Going to spend my cab money on more shots and just take the ambulance home
Have you ever seen a 300 pound pregnant lady's boob fall out of her shirt cuz she's not wearing a bra? I have.
Why is there a shirtless guy in Walgreens and why is he probably looking for the same thing I am?
airport. 106 proof japanese liquor. 4 little travel size containers. im proud to be smarter than the average american.
You were plastered and wouldn't stop telling this hot girl about your plan to graffiti a church in easter colored spray-paint saying that Jesus was a Zombie... she kept saying her father was a pastor...

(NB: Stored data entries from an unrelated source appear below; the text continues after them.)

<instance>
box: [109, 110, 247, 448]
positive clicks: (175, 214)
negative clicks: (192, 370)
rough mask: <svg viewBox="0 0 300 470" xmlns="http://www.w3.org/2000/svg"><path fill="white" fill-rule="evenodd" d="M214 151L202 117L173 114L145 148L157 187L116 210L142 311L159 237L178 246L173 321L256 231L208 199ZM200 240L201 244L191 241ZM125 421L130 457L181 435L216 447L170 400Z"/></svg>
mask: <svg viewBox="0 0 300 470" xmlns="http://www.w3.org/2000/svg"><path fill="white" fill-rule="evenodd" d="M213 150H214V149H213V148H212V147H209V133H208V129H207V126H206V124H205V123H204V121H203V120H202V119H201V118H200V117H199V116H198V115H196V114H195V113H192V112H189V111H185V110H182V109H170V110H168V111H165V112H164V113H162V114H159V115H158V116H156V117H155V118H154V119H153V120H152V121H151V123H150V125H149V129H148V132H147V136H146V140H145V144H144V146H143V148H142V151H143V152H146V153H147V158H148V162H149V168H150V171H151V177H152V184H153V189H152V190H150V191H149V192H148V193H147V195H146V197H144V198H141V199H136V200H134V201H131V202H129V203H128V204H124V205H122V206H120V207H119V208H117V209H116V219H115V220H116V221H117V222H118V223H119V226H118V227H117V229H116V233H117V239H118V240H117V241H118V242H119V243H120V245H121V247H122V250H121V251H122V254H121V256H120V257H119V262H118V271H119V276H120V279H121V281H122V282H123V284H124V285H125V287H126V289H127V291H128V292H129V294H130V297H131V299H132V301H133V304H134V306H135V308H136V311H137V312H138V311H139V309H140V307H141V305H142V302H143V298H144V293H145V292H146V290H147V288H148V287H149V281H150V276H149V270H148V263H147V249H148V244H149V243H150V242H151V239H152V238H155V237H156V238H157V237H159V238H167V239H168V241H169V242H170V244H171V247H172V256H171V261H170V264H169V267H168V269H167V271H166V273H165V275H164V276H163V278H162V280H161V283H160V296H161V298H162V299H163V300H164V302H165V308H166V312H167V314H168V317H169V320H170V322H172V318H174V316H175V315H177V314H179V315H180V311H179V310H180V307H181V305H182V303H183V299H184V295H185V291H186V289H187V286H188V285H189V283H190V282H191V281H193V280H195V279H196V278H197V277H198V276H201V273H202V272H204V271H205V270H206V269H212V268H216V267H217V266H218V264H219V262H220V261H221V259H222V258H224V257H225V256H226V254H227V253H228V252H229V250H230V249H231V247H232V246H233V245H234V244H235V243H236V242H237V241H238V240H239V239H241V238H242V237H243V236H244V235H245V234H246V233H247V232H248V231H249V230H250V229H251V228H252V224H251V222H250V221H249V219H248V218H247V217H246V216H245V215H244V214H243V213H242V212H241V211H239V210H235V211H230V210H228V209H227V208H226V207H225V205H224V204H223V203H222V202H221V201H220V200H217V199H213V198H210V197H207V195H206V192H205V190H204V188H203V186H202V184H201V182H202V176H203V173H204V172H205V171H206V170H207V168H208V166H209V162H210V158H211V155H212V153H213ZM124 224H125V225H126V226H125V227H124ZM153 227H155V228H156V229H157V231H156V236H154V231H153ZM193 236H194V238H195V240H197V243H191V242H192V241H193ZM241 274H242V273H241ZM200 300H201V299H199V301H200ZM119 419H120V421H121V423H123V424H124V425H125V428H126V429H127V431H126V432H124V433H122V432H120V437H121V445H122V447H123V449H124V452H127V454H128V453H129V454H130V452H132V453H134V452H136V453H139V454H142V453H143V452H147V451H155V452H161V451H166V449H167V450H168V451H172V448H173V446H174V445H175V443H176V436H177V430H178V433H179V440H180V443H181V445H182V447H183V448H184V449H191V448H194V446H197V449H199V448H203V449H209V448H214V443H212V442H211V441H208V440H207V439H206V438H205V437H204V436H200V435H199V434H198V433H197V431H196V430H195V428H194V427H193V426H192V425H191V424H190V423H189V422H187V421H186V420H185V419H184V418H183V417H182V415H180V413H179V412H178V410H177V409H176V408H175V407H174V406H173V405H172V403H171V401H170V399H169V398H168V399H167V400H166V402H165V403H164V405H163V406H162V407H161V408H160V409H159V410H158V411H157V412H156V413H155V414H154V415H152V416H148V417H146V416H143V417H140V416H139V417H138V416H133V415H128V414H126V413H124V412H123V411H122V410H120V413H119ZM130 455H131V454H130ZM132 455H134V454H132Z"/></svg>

all of your clothes are in the front law. btw..sprinklers go on in 20 minutes
Any coincidence your getting married tomorrow and it's the most predicted day for the rapture? Just saying
Weekday college schedule so far: get high as tits. Watch Family Guy marathons. Repeat.
There are so many birds around me. And squirrels. I feel like that chick from Enchanted...but like if she had a dick and made poor life decisions.
I can't take any time off so I'll be here drinking mimosas til I puke at home with my kitty
Did the vodka turn my hair yellow or did something else happen last night?
I accidentally told my mom "the reason I didn't answer your call is because my phone was in my pants, on the floor"
I have bad memories with every alcohol but we manage to work through the problems for the good of the relationship
Well you know I have tits so that's half the battle
Whats a little breast milk between friends?